04 May 2003

Prague is great. You should go there. There's interesting old historical stuff, pretty parks, great architecture, lots of good food, and cheap liquor. And so much music! Every little hole-in-the-wall church has a daily concert of Vivaldi, Mozart, and Dvorak, but there's a lot of respectable stuff too. We saw, appropriately enough, La Bohème. It was really well done, but would perhaps have been slightly more compelling had it not been in Italian with Czech subtitles. Other highlights included:

  • The Communist Museum: Very one-sided presentation, but really moving footage on the 1989 protests.
  • The Dvorak Musem
  • The oldest synagogue in Europe: not much to look at, but really impressive in concept. Also moving since there are only about 1500 Jews left in Prague from a population of many thousands before the war. Hitler preserved the old Jewish Quarter because he wanted it to become a museum, and that's exactly what has happened.
  • Sitting up on a hill overlooking the city right where the 30m statue of Stalin used to be, reading, admiring the view, and chatting with a Swiss cameraman filming a documentary on last summer's floods. (I got to use my French a surprising amount -- it seems all the tourists were wither French or American.)
  • "Hellish goulash" and bread dumplings at a local pub.

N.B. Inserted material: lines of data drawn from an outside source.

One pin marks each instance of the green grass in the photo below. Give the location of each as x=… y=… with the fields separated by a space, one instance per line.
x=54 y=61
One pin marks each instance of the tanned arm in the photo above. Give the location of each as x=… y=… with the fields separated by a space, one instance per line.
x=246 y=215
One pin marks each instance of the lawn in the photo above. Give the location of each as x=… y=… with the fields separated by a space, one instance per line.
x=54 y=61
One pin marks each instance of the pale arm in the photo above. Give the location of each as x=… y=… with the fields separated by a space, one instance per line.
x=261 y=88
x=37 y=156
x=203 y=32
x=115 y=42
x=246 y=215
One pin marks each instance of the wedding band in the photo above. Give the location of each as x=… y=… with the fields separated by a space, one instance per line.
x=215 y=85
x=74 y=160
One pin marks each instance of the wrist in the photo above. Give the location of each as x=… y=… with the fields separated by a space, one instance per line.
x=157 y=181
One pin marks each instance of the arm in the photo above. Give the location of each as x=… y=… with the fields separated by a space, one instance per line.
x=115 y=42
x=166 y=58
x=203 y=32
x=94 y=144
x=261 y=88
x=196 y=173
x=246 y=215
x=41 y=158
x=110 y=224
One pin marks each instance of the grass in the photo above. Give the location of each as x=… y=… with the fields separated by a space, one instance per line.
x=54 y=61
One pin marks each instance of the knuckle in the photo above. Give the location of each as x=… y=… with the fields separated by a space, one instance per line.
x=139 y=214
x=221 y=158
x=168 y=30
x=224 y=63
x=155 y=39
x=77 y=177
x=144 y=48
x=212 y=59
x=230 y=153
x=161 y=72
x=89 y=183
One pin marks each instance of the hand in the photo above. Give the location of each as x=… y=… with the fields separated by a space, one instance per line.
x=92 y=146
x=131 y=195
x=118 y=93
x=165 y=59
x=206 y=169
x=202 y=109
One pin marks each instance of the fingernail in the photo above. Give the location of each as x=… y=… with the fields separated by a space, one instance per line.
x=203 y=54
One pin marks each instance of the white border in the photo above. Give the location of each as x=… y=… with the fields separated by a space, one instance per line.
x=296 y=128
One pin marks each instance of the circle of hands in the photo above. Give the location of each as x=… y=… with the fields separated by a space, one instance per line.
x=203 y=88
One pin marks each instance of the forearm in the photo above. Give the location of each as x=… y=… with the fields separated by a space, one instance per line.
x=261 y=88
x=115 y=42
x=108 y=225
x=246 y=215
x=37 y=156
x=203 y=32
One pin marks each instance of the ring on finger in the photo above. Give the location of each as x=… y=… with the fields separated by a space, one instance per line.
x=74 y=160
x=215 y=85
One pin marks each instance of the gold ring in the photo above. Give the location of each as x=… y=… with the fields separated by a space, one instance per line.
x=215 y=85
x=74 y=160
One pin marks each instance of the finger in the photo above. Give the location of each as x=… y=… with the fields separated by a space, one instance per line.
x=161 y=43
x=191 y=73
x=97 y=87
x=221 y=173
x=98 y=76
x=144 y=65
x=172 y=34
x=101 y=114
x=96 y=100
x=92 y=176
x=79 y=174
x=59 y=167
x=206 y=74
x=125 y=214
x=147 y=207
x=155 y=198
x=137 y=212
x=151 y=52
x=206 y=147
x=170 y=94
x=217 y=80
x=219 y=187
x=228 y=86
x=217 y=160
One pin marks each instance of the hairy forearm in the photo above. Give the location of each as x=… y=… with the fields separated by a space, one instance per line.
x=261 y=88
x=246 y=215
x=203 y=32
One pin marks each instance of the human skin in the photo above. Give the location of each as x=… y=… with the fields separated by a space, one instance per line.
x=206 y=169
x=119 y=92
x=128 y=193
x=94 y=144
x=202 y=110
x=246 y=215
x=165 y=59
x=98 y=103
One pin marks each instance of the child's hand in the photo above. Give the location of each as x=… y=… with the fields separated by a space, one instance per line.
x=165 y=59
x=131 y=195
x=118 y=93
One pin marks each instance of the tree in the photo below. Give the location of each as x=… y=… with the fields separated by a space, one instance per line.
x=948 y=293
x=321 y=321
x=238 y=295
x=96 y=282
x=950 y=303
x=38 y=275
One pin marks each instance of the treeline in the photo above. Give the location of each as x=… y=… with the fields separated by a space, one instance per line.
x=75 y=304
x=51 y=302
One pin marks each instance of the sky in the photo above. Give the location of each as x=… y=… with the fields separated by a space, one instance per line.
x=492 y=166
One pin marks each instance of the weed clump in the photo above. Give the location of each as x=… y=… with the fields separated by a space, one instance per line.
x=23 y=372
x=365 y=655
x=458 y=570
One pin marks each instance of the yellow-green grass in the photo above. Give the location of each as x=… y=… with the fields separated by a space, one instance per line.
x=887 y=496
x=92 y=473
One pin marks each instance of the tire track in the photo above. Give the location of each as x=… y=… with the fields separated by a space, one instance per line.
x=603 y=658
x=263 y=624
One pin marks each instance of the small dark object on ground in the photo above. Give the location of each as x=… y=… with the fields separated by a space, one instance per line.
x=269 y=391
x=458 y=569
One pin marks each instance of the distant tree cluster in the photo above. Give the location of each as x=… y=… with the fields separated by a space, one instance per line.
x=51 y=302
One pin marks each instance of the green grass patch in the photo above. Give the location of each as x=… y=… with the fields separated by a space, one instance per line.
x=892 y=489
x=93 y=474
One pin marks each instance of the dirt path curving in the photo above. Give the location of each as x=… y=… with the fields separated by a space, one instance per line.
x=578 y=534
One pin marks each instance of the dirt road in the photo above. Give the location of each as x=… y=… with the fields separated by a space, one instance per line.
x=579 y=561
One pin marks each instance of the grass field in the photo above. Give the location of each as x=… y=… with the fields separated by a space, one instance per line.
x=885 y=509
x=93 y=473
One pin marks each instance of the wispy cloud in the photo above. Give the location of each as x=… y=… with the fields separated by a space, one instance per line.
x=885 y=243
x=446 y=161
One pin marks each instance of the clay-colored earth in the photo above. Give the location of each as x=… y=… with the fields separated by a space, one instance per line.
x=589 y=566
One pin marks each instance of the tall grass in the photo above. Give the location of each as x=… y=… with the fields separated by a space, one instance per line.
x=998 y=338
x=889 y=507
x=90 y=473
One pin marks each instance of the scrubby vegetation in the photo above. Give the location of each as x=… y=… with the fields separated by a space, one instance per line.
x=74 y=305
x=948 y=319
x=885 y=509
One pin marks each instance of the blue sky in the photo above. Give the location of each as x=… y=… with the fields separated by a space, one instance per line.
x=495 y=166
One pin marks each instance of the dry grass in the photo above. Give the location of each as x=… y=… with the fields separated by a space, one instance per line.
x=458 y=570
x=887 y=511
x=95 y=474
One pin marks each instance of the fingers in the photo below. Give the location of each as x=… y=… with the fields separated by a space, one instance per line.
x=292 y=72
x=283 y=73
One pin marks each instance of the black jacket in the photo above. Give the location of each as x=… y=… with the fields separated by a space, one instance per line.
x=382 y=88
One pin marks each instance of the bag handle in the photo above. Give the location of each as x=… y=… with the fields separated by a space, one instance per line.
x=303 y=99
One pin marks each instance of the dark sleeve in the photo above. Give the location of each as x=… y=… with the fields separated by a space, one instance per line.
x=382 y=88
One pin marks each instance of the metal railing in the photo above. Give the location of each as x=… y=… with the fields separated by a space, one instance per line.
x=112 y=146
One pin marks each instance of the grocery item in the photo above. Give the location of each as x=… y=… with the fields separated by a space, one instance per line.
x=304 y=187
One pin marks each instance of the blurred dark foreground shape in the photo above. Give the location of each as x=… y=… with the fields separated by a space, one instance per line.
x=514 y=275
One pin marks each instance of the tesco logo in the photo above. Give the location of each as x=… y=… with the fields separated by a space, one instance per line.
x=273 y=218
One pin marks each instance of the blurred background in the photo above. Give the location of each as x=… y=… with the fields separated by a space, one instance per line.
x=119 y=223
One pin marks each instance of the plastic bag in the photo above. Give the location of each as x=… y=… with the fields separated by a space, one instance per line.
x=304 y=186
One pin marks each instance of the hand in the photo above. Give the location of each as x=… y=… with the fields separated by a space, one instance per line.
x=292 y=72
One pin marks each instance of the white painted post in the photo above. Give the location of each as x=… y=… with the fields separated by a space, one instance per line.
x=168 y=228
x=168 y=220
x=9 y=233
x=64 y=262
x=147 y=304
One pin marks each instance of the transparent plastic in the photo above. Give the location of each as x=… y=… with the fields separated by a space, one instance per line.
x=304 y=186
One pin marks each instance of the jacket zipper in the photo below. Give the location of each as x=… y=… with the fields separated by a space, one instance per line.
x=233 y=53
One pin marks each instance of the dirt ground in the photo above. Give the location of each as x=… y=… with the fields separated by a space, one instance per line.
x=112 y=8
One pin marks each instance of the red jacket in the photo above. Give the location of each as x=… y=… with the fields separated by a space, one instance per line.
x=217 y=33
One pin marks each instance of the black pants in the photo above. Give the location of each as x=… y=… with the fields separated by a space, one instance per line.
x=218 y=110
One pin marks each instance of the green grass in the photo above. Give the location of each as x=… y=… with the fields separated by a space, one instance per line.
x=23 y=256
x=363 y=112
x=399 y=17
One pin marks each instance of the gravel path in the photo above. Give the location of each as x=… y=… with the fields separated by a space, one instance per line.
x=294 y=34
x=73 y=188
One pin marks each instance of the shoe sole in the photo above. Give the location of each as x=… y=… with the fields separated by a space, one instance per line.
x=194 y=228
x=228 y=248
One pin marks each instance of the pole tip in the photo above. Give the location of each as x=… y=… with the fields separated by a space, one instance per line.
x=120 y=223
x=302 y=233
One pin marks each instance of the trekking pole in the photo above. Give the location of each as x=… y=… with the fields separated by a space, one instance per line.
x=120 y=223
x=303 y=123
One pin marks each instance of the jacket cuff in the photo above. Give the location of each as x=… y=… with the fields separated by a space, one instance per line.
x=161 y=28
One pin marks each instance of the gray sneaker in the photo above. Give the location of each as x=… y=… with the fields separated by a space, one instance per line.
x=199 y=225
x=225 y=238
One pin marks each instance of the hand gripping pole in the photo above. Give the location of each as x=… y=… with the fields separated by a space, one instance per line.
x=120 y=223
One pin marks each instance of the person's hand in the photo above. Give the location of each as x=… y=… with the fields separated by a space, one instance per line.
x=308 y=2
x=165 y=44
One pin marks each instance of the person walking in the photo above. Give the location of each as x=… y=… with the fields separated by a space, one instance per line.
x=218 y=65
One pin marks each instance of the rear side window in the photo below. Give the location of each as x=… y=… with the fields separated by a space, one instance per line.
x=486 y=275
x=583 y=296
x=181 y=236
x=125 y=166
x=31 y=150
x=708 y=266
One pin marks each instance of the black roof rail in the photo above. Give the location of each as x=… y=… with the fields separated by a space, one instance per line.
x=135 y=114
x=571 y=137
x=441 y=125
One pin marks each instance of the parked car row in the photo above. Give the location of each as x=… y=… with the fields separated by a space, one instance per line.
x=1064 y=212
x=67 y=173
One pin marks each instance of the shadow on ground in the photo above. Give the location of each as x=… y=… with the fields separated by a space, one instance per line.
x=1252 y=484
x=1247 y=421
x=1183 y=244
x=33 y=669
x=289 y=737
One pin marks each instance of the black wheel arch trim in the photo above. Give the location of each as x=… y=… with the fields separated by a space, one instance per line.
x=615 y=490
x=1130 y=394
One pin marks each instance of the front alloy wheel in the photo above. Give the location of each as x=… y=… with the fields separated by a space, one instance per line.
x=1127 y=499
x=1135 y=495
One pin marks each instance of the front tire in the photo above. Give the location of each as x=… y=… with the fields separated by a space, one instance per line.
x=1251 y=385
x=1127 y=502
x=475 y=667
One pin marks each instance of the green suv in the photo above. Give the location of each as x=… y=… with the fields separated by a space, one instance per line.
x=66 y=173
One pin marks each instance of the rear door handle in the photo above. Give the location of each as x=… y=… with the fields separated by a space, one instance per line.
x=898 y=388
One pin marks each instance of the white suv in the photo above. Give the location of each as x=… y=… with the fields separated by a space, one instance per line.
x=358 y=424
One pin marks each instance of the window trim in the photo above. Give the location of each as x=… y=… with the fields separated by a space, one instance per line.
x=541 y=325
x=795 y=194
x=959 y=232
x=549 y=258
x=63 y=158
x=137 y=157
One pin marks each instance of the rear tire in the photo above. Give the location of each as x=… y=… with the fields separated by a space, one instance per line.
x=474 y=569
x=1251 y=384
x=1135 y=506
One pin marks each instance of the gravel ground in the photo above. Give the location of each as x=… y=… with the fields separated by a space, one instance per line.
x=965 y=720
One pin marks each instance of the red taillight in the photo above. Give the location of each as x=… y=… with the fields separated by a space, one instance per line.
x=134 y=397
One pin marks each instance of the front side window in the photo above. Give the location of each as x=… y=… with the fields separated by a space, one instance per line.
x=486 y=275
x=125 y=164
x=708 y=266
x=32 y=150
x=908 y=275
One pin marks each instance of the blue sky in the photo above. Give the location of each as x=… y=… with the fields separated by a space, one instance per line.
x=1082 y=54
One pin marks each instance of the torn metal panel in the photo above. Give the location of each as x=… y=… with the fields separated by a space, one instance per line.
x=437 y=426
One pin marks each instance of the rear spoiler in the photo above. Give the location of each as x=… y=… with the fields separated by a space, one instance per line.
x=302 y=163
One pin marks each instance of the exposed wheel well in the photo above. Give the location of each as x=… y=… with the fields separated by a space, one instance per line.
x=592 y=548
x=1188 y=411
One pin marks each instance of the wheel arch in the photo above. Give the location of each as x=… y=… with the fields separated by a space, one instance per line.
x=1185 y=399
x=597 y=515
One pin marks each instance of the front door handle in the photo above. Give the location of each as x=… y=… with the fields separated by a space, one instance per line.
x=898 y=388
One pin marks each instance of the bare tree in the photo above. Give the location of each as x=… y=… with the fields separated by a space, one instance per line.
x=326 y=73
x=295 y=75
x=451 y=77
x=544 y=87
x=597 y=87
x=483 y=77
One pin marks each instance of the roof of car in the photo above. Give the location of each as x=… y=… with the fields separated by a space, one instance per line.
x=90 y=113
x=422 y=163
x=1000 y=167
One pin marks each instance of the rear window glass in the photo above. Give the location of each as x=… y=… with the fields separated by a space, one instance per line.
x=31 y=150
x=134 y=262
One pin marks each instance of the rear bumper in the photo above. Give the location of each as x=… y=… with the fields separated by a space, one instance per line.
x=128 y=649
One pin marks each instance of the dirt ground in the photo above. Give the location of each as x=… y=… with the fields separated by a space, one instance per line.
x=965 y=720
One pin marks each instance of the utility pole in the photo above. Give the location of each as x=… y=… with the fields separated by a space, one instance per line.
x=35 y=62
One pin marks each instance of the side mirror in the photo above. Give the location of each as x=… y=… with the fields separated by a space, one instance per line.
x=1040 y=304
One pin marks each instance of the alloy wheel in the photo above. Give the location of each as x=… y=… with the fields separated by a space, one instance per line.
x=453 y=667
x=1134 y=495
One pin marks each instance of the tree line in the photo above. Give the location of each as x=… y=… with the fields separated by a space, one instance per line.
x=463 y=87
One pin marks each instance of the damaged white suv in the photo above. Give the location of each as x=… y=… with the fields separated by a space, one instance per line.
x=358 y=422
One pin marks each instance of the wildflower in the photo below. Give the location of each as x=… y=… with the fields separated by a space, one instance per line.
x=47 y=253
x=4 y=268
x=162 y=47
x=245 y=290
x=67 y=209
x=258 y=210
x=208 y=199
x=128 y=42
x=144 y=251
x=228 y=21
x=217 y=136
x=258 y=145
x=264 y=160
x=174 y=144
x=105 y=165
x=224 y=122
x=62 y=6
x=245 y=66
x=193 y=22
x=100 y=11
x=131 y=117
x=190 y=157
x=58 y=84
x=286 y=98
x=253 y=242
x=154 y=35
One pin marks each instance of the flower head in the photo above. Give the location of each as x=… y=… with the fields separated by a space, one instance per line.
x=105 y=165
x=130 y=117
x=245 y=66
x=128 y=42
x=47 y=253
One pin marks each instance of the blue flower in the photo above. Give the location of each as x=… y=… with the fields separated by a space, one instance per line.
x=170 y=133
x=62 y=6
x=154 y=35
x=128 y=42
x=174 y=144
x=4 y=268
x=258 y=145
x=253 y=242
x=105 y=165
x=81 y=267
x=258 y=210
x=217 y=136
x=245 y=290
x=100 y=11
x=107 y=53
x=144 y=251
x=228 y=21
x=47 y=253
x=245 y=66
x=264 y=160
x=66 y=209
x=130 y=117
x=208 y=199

I was staying with my step-sister Lyndsay, who's doing a semester abroad there. (She goes to UW-Madison.) She and I are very different -- she's in a sorority, extroverted, drinks a fair amount, though still somewhat studious (and pre-med). Immediately after my arrival, while I was still trying to calm my racing heart after a perilous cab ride in which the average speed was at least three times the posted limit, I met her suitemates and was thrown into American College Girl culture shock: "Oh, for sure!" was the most frequent response to any statement; then someone came in and announced, "Wouldn't it be great if, like, after our exams were done we, like, got some wine and sat up on Petrin Hill and got wasted?" (You'll have to imagine the singsong tone.) Lyndsay seems a bit more down-to-earth than the rest of them, and we had a good time together and even bonded a bit (as you might have guessed from last night's post, which requires a fair amount of background knowledge). And I drank on three consecutive nights for the first time ever. (Now four; I'm definitely taking tonight off.)

On the way out, I discovered a great way to get rid of unwanted foreign currency: airport duty-free shopping. It actually is cheaper than buying stuff here.